Taking Charge of My Own Metamorphosis by Marian Giannatti

The plot of The Princess and the Golden Ball – of  a young girl forced to honor and submit to her own promises, the admonitions of her father, and of the social mores of the time – reminds me of the woman who raised me. My mother married at the age of 15, at a time when a Catholic girl would not submit to sex before marriage. She became a wife, and soon after, a mother. These were choices she wished she had never made and she rebelled. Perhaps she threw the proverbial frog against the wall, but it never transformed into a handsome prince and she never had the “happily ever after.” What she had was adult responsibilities for which she was ill-prepared and would not have chosen, if she felt that she had different choices to make. 
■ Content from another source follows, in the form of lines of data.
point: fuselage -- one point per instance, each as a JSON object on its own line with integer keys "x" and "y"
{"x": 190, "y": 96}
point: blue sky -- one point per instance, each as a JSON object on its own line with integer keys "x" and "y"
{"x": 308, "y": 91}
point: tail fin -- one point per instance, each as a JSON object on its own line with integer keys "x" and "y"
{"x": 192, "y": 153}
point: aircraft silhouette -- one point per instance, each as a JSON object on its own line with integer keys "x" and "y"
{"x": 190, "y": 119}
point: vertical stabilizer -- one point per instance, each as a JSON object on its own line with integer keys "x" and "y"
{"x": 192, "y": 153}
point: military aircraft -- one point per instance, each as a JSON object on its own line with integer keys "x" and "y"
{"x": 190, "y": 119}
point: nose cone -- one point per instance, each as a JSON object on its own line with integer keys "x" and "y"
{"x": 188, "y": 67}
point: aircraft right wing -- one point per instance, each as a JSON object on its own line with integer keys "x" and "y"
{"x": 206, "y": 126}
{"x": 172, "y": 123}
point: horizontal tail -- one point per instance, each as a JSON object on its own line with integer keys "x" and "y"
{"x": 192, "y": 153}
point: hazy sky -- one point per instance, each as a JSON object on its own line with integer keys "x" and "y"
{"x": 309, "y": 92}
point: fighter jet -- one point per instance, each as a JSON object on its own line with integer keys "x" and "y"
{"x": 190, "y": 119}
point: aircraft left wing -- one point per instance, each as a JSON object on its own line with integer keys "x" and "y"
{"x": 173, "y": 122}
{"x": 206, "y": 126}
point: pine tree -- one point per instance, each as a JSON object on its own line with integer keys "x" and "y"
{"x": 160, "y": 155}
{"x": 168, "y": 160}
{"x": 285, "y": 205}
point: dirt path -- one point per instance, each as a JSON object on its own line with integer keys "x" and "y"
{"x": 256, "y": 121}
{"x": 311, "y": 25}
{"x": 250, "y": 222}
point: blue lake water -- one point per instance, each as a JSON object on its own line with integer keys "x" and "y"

She was a woman trapped by social circumstances, immature and rebelling against her own reality; she didn’t see or care to find the reality of the grown-up world. She didn’t morph into the mother capable of nurturing and responding to the needs of young children. I grew up in the “do as your told, do the right thing, don’t disappoint, don’t ever break a promise,” world. I can also relate to the girl in the tale. The adults who were supposed to nurture me never evolved into a form that looked beyond the obvious to see the potential in those around them. They didn’t teach me practical life skills, and not much about sexuality beyond biology. I took charge of my own metamorphosis.

I have been walking a path of forgiveness for some time. If you have ever walked that path, you know that it is often steep and strewn with boulders which must be climbed over or traveled around. It is however, a path worth taking. It opens the way for other possibilities, and metamorphosis based on choice.

Much like the girl in the tale, I threw the “rules and constraints, and much of the ugliness” against the wall, so to speak. Through introspective self-analysis and just plain hard work, I altered my reality. I focused on the metamorphosis of adult responsibility and the nurturance and care for others. I falter at times, I find myself back in the pond, looking at the innocence of a golden ball and all of the potential not yet realized, but my legs are strong and my heart beats a tempo of determination for the reality I seek. No iron bands needed. Loyalty to oneself is important, just as our young heroine demonstrated.